The Merle Cooper Program began in 1977 and is named for a long-time business officer for Dannemora State Hospital who died in the 1970s.
According to the Department of Corrections’ website, Merle Cooper Program is a therapeutic, community-intensive, long-term counseling series for offenders experiencing adjustment difficulties, either during their time in prison or with life circumstances in general.
Typically, inmates who participate in the program have been incarcerated more than once; had a history of substance abuse or psychiatric treatment; chronic disciplinary problems; bizarre and/or violent crimes and/or escalating seriousness and violence of criminal behavior, according to the agency’s website.
In the Merle Cooper Program, group counseling gives offenders the opportunity to openly evaluate their life experiences, the Department of Corrections says on the site.

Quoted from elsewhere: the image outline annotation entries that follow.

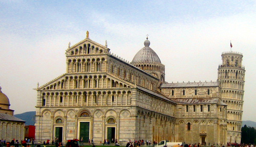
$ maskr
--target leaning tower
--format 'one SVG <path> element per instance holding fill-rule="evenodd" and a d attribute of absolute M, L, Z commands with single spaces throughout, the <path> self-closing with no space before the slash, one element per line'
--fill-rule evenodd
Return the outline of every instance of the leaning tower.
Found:
<path fill-rule="evenodd" d="M 222 64 L 218 70 L 221 97 L 227 105 L 227 142 L 240 143 L 244 102 L 244 67 L 241 53 L 228 51 L 221 54 Z"/>

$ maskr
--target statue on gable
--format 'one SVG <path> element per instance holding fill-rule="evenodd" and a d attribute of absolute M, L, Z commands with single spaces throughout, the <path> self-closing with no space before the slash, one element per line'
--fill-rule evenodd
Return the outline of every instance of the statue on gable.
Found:
<path fill-rule="evenodd" d="M 89 37 L 89 31 L 88 31 L 86 32 L 86 39 L 90 39 Z"/>

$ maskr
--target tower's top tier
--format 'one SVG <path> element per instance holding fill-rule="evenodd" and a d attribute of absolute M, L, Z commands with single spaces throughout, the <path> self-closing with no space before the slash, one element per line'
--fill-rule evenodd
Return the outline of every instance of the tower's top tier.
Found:
<path fill-rule="evenodd" d="M 221 54 L 222 64 L 221 67 L 233 67 L 244 69 L 242 65 L 243 54 L 236 51 L 224 52 Z"/>

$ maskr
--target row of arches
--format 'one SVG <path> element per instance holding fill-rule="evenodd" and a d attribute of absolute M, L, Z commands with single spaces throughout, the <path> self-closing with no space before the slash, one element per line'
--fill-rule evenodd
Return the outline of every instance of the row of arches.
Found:
<path fill-rule="evenodd" d="M 99 47 L 95 47 L 93 45 L 91 46 L 90 43 L 84 44 L 78 47 L 72 49 L 70 52 L 71 55 L 79 55 L 91 54 L 101 54 L 103 52 L 103 49 Z"/>
<path fill-rule="evenodd" d="M 235 100 L 224 100 L 223 102 L 227 105 L 227 108 L 241 110 L 243 110 L 243 102 Z"/>
<path fill-rule="evenodd" d="M 45 109 L 42 111 L 41 116 L 52 118 L 52 120 L 55 120 L 54 122 L 55 123 L 57 123 L 58 119 L 63 119 L 65 118 L 91 118 L 96 115 L 98 116 L 96 116 L 97 117 L 96 117 L 99 118 L 99 116 L 100 116 L 101 117 L 105 117 L 108 116 L 109 114 L 112 114 L 111 115 L 114 117 L 119 117 L 124 111 L 128 113 L 128 114 L 127 114 L 128 115 L 131 115 L 131 112 L 126 108 L 123 108 L 117 111 L 113 108 L 108 108 L 106 110 L 98 108 L 90 110 L 87 108 L 83 108 L 79 109 L 70 108 L 66 110 L 56 109 L 53 111 L 48 109 Z M 99 112 L 100 113 L 100 115 L 99 114 Z M 71 113 L 72 115 L 70 115 Z"/>
<path fill-rule="evenodd" d="M 129 85 L 104 75 L 70 75 L 65 76 L 62 79 L 46 87 L 43 90 L 70 89 L 98 88 L 125 88 Z"/>
<path fill-rule="evenodd" d="M 244 99 L 244 91 L 239 90 L 221 90 L 221 99 L 236 99 L 242 100 Z"/>
<path fill-rule="evenodd" d="M 126 105 L 131 103 L 131 90 L 44 92 L 41 95 L 43 106 Z"/>
<path fill-rule="evenodd" d="M 105 58 L 70 59 L 67 64 L 68 73 L 106 71 Z"/>
<path fill-rule="evenodd" d="M 0 136 L 6 141 L 15 138 L 21 140 L 24 139 L 25 123 L 12 122 L 0 122 Z"/>
<path fill-rule="evenodd" d="M 244 80 L 244 71 L 219 69 L 218 78 L 231 78 Z"/>
<path fill-rule="evenodd" d="M 242 57 L 240 55 L 237 56 L 222 56 L 223 63 L 226 65 L 238 65 L 241 63 Z"/>
<path fill-rule="evenodd" d="M 222 80 L 220 81 L 221 85 L 222 88 L 230 88 L 236 89 L 241 90 L 244 90 L 244 82 Z"/>

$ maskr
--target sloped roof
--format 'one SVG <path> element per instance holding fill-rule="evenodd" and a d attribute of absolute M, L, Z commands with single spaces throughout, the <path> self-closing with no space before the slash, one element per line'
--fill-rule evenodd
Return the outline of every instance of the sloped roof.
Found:
<path fill-rule="evenodd" d="M 25 121 L 23 121 L 22 119 L 18 119 L 16 117 L 13 116 L 8 114 L 4 113 L 0 113 L 0 120 L 26 122 Z"/>
<path fill-rule="evenodd" d="M 166 100 L 166 101 L 169 101 L 169 102 L 173 102 L 174 103 L 175 103 L 175 102 L 173 102 L 172 100 L 170 100 L 169 99 L 168 99 L 165 96 L 163 96 L 162 95 L 160 95 L 160 94 L 158 94 L 158 93 L 155 93 L 154 92 L 152 91 L 151 91 L 150 90 L 148 90 L 147 89 L 143 88 L 141 87 L 140 86 L 137 86 L 137 88 L 138 88 L 138 89 L 140 89 L 140 90 L 142 90 L 143 91 L 144 91 L 145 92 L 147 92 L 147 93 L 150 93 L 151 94 L 154 95 L 155 96 L 159 97 L 160 97 L 160 98 L 162 98 L 162 99 L 165 99 L 165 100 Z"/>
<path fill-rule="evenodd" d="M 179 104 L 217 104 L 219 105 L 227 105 L 219 98 L 179 98 L 171 99 Z"/>
<path fill-rule="evenodd" d="M 195 82 L 186 83 L 165 83 L 162 84 L 160 88 L 170 88 L 179 87 L 215 87 L 218 86 L 218 82 Z"/>

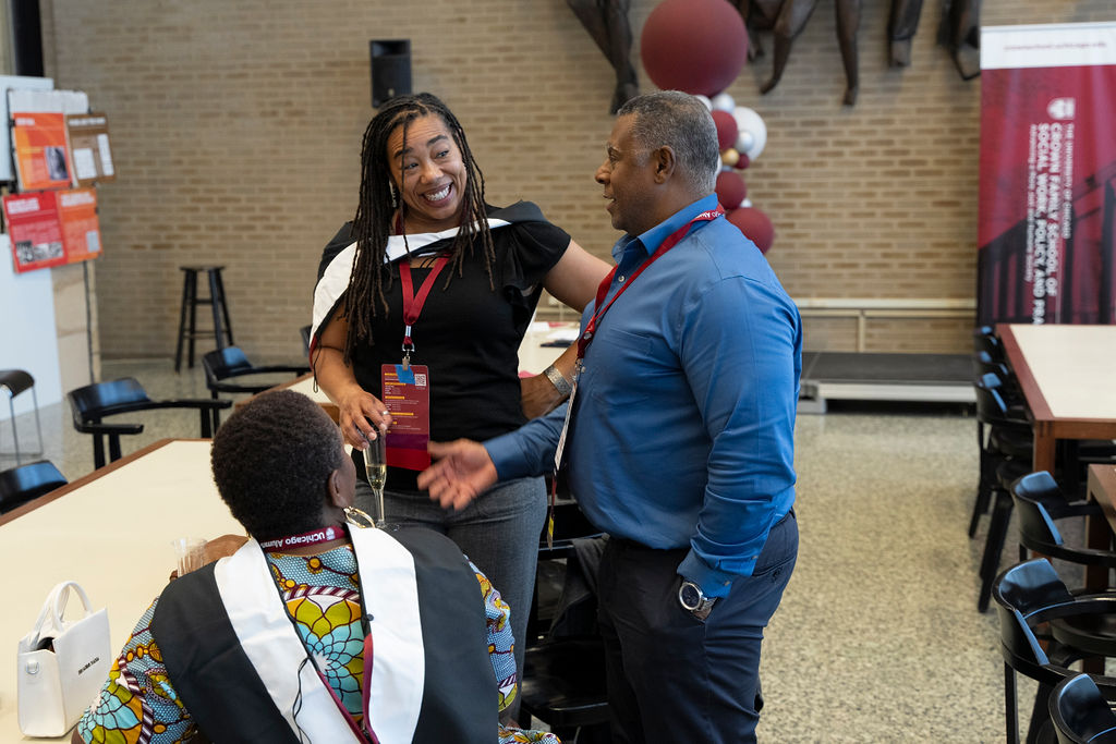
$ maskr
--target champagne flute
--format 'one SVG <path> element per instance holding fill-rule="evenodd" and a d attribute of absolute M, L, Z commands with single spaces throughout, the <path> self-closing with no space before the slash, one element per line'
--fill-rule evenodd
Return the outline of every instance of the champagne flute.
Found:
<path fill-rule="evenodd" d="M 368 446 L 364 450 L 364 472 L 368 475 L 368 485 L 376 494 L 376 513 L 373 521 L 377 528 L 383 528 L 385 523 L 384 513 L 384 483 L 387 481 L 387 453 L 385 452 L 383 432 L 376 434 L 376 438 L 368 439 Z"/>

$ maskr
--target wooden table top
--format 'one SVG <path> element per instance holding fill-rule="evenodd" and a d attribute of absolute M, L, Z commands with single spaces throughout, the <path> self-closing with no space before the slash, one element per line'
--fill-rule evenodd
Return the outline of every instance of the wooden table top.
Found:
<path fill-rule="evenodd" d="M 115 655 L 174 570 L 171 541 L 225 533 L 244 532 L 218 495 L 209 439 L 156 442 L 4 514 L 0 562 L 13 590 L 0 612 L 0 742 L 25 741 L 16 647 L 56 583 L 77 581 L 94 609 L 108 608 Z"/>
<path fill-rule="evenodd" d="M 1012 323 L 998 332 L 1036 419 L 1116 421 L 1116 326 Z"/>

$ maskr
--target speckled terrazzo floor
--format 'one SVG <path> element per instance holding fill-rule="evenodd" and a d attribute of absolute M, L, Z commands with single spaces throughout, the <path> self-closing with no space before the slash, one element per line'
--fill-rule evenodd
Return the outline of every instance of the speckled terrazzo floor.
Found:
<path fill-rule="evenodd" d="M 761 741 L 1002 741 L 998 622 L 975 610 L 987 518 L 966 537 L 974 419 L 802 415 L 796 441 L 801 542 L 764 644 Z"/>
<path fill-rule="evenodd" d="M 114 360 L 152 397 L 208 397 L 200 368 Z M 129 453 L 198 436 L 193 412 L 144 414 Z M 21 416 L 22 432 L 33 418 Z M 74 480 L 93 468 L 68 407 L 42 410 L 45 456 Z M 6 431 L 4 436 L 10 436 Z M 22 437 L 21 437 L 22 438 Z M 993 610 L 975 610 L 985 516 L 966 537 L 977 479 L 975 422 L 956 407 L 876 405 L 800 415 L 798 566 L 762 660 L 768 742 L 1003 741 L 1003 680 Z M 15 464 L 0 456 L 0 468 Z M 1009 533 L 1003 566 L 1014 555 Z M 1022 680 L 1026 731 L 1033 686 Z"/>

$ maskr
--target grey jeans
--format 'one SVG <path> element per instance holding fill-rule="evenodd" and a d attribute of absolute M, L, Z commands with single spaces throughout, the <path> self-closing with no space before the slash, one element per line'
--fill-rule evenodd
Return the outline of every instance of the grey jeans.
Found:
<path fill-rule="evenodd" d="M 356 482 L 356 505 L 375 514 L 373 491 Z M 492 486 L 460 512 L 442 509 L 425 491 L 384 491 L 385 519 L 389 524 L 425 526 L 449 537 L 461 548 L 511 608 L 516 637 L 516 671 L 523 678 L 527 615 L 535 591 L 539 533 L 547 516 L 546 484 L 541 477 L 525 477 Z M 508 713 L 518 715 L 519 698 Z"/>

As of June 19, the Press-Republican had received 11 letters from inmates at Clinton Correctional who said they were upset about the decision to eliminate the program.
In their letters, inmates spoke of the positive change the Merle Cooper Program instilled in them and how they believe they will be better equipped to live a crime-free, productive life should they be released from prison.
“To me, there isn’t any other program in the whole prison system like this one that helps people like myself believe that there is life without crime when we go home,” wrote Shawn Turner, who is serving a maximum of six years for selling drugs.